A band-pass filter only allows a set range of frequencies to pass through it unchanged – all other frequencies are attenuated. The range of frequencies that are passed is called the bandwidth, or more usually, the pass-band, of the filter. Band-pass VCFs usually have control over the cut-off frequency and the bandwidth.
Band-pass (and notch) filters are the equivalent of the resonances that happen in the real world. A wine-glass can be stimulated to oscillate at its resonant frequency by running a wet finger around the rim.

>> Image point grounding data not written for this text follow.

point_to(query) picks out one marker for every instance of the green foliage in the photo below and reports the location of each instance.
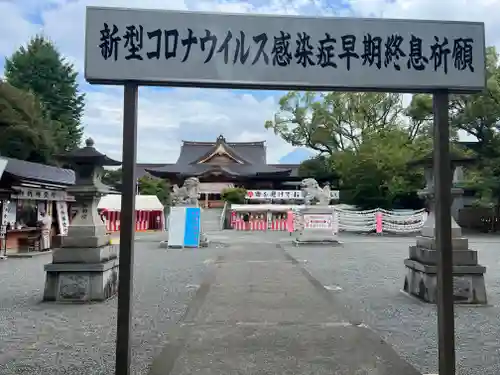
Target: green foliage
(40, 69)
(155, 186)
(478, 115)
(377, 173)
(368, 138)
(25, 132)
(234, 195)
(335, 121)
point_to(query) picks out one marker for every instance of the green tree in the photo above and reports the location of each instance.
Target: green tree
(155, 186)
(40, 69)
(113, 178)
(25, 132)
(479, 116)
(234, 195)
(377, 173)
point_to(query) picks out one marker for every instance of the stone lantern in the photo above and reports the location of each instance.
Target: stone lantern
(85, 267)
(421, 265)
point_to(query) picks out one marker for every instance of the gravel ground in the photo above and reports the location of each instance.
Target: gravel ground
(40, 338)
(370, 273)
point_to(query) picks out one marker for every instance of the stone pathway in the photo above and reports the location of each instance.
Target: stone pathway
(259, 312)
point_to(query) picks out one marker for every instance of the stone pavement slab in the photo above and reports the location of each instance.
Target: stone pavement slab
(259, 313)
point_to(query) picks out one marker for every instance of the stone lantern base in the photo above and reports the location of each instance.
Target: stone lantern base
(319, 235)
(85, 269)
(421, 268)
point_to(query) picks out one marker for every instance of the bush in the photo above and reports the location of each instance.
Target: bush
(234, 195)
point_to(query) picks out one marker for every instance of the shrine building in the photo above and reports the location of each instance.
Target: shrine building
(221, 164)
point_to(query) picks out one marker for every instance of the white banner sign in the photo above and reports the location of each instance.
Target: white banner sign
(180, 48)
(283, 194)
(40, 194)
(318, 221)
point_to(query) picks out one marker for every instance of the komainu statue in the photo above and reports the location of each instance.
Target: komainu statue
(313, 194)
(188, 194)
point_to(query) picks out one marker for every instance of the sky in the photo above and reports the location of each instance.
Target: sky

A band-pass filter can be thought of as a combination of a high-pass and a low-pass filters, connected in series, one after the other in the signal path. By using the same CV to the cut-off frequency inputs of two VCFs (one high-pass and the other low-pass), the cut-off frequencies will 'track' each other and the effective bandwidth of the band-pass filter will stay constant as the cut-off frequencies are changed. The width of the band-pass filter's pass-band can be controlled by adding an extra CV offset to one of the filters. If the cut-off frequency of the low-pass filter is set below that of the high-pass filter, then the pass-band does not exist, and no frequencies will pass through the filter (Figure 3.3.11).

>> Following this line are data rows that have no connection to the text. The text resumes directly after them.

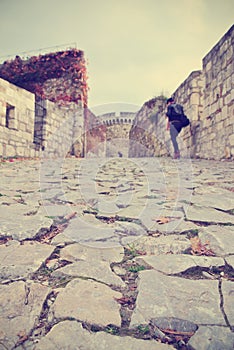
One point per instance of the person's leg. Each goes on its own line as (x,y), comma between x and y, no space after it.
(174,133)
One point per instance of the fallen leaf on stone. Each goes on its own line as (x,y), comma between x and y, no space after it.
(197,248)
(22,337)
(124,300)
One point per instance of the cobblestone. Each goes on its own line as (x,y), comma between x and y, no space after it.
(103,253)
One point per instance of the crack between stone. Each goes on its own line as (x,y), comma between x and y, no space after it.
(222,306)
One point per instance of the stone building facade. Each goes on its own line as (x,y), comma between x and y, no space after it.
(208,99)
(42,103)
(43,108)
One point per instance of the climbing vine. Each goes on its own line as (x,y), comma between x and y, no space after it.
(60,77)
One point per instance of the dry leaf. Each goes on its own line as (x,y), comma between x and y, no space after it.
(163,220)
(200,249)
(70,216)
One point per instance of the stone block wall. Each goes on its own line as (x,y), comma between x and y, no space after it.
(42,103)
(95,136)
(217,128)
(62,129)
(208,99)
(58,76)
(16,121)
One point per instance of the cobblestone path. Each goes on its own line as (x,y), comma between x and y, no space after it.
(116,253)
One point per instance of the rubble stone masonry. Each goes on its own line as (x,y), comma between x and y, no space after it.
(208,99)
(53,119)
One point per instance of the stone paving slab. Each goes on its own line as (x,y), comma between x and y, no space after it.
(220,239)
(215,338)
(177,263)
(92,251)
(17,260)
(88,301)
(196,301)
(20,305)
(70,335)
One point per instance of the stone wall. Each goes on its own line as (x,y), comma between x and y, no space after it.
(29,125)
(62,129)
(208,100)
(58,76)
(49,116)
(95,136)
(16,121)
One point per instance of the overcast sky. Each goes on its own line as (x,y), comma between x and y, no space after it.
(135,49)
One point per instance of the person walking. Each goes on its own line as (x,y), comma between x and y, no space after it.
(174,124)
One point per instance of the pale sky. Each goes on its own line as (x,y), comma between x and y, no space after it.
(135,49)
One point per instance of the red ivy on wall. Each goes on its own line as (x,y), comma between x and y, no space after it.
(68,68)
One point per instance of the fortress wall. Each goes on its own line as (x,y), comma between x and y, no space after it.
(208,100)
(49,94)
(16,121)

FIGURE 3.3.11 A band-pass filter only passes frequencies in a specific range. This is normally the two points at which the filter attenuates by 3 dB. It can be thought of as a low-pass and a high-pass filter connected in series (one after the other). In the example shown, the lower cut-off frequency is about 0.6f (for the high-pass filter), whilst the upper cut-off frequency is about 1.6f (for the low-pass filter). The bandwidth of the filter is the difference between these two cut-off frequencies. Small differences are referred to as 'narrow', whilst large differences are known as 'wide'.
Band-pass filters are often described in terms of the shape of their pass-band response. Narrow pass-bands are referred to as 'narrow' or 'sharp', and they produce marked changes in the frequency content of an audio signal. Wider passbands have less effect on the timbre, since they merely emphasize a range of frequencies. The middle frequency of the pass-band is called the center frequency.
Very narrow band-pass filters can be used to examine a waveform and determine its frequency content. By sweeping through the frequency range, each harmonic frequency will be heard as a sine wave when the center frequency of the band-pass filter is the same as the frequency of the harmonic (Figure 3.3.12).
FIGURE 3.3.12 If a narrow band-pass filter is used to process a sound that has a rich harmonic content, then the harmonics which are in the pass-band of the filter will be emphasized, whilst the remainder will be attenuated. This produces a characteristic resonant sound. If the band-pass filter is moved up and down the frequency axis, then a characteristic 'wah-wah' sound will be heard – this is sometimes used on electric guitar sounds.